Sarcoglycans (SG) are trans-sarcolemmal glycoproteins, which associate together to form SGC and present in the sarcolemma. SGC, together with dystrophin and the dystroglycan complex comprises the dystrophin complex, which has been considered as the mechanical link between the basement membrane and the intracellular cytoskeleton for protecting the sarcolemma from mechanical stress during muscle contraction. Each of four SG subunits (a-, b-, g- and d-SG) is responsible for four respective forms of SG-deficient muscular dystrophy, sarcoglycanopathy (SGP). All of the SGs and sarcospan are absent in the sarcolemma in any form of SGP, suggesting that the SGC is not assembled, if a single subunit of the SGC is absent.

To understand a physiological role of the SGC, we generated the b-SG-deficient (BSG-/-) and g-SG-deficient (GSG-/-) mice. The dystrophin complex isolated from the skeletal muscles of BSG-/- mice was unstable in the absence of the SGC and sarcospan. This indicates that SGC and sarcospan play an important role in stabilizing the dystrophin axis connecting the basement membrane and the cytoskeleton.

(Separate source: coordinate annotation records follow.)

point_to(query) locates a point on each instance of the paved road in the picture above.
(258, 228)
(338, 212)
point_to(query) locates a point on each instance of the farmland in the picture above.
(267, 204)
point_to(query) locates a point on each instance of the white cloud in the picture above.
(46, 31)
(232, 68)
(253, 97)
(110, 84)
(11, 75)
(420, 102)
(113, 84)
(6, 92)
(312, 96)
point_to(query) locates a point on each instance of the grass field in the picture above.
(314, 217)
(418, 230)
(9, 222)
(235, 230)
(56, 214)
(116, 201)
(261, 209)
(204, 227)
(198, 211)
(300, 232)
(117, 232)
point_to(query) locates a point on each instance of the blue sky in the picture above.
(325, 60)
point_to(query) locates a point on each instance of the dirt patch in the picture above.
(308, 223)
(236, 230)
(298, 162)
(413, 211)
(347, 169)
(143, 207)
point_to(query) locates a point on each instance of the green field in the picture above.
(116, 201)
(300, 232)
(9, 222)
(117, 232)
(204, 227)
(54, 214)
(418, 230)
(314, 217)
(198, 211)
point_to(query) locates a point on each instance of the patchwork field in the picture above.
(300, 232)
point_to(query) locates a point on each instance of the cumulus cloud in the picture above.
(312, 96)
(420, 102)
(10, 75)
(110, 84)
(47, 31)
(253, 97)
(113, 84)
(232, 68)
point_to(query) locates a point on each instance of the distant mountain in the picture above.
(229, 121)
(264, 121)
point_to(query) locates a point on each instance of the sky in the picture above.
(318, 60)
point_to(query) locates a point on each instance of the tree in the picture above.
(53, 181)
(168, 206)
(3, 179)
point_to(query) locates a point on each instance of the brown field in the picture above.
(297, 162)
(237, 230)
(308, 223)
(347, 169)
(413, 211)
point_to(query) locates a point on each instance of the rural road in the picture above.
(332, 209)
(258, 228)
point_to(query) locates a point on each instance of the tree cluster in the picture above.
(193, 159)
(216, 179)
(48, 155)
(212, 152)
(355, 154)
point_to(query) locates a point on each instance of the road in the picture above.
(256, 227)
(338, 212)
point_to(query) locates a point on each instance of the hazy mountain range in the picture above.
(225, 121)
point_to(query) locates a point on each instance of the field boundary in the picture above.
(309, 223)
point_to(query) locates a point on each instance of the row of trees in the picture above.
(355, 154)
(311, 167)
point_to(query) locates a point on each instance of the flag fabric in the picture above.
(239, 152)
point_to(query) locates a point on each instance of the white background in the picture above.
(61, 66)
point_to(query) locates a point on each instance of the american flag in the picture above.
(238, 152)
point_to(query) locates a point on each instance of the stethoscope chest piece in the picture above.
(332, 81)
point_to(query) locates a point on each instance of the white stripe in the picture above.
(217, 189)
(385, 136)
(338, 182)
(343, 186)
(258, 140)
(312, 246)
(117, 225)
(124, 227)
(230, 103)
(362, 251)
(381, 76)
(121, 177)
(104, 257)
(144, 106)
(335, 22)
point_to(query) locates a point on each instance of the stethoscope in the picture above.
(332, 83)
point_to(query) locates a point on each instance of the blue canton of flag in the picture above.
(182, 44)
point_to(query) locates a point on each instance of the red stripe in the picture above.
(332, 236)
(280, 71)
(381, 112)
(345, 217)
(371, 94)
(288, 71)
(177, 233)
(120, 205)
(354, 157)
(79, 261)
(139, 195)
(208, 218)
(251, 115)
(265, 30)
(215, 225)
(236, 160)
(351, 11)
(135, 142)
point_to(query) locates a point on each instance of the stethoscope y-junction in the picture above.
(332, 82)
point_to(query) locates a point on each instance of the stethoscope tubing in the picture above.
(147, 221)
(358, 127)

The BSG-/- and GSG-/- mice developed progressive muscular dystrophy with notable muscle hypertrophy. We found that the number of muscle fibers increased with age and most of the fibers were regenerating fibers in their hypertrophic muscle. Therefore, muscle hypertrophy is a consequence of excess regenerating process but not due to fibrous and fat tissue replacement, which has been assumed to be present in so-called pseudohypertrophy in human diseased muscle.

Figure 2. A hypothetical scheme for the physiological role of Nax sodium channel. (a) Nax channel is activated by increase of extracellular sodium concentration. The activated Nax may promote the excitability of GABAergic neurons in SFO. The activated GABAergic neurons in SFO will inhibit the salt-intake-promoting neurons. (b) Repetitive action potentials cause extracellular increase of potassium concentration. Nax may contribute to the potassium uptake by Schwann cells. (c) The osmotic gradient between intra-alveolar space and capillary is a major driving force for the removal of water through water channel expressed in ATI cells. Nax may be one of the molecules generating the osmotic gradient.